Laura Poitras keeps herself out of the attention of the spotlight and that lies entirely on Goldin and her protest group of PAIN's shoulders. If anyone was in doubt as to the evils of the Sacklers; this documentary will convince you - the paranoia that PAIN felt when being followed by SUVs, but above all - what's most powerful is that this is just one of Goldin's many campaigns, many movements, many causes. It's just life for her: life goes on, people change, people adapt - fighting a cause before it was acceptable to do so, bringing light to a New York that wasn't commonly seen - the grit and the grime ever present, but beneath that a character: we think we know this story, but All The Beauty and the Bloodshed is it at its most truthful.

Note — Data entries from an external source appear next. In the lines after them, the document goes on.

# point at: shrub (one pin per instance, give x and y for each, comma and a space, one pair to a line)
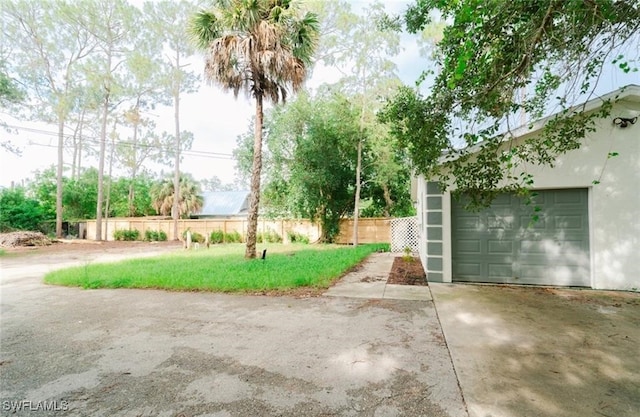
269, 236
233, 237
155, 236
295, 237
195, 236
128, 235
217, 236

"when we eventually abolish the prison system the sackler family should be the last ones out" - is an effective condemnation of its antagonists - who we don't see until the third act of the film through a zoom call; which in itself is a noticeable horror of how much they were left unchecked for. It's a movie that really bears witness to their evil because of it, but also lets those whose stories were unheard tell them the way they were supposed to be.

Inspirational. Fearless. Revolutionary. Unlike so many films - actually relevant, and about fighting actual change in what amounts to a witness to the success of a grassroots activist movement across generations - the kind of stuff legends are made of, really.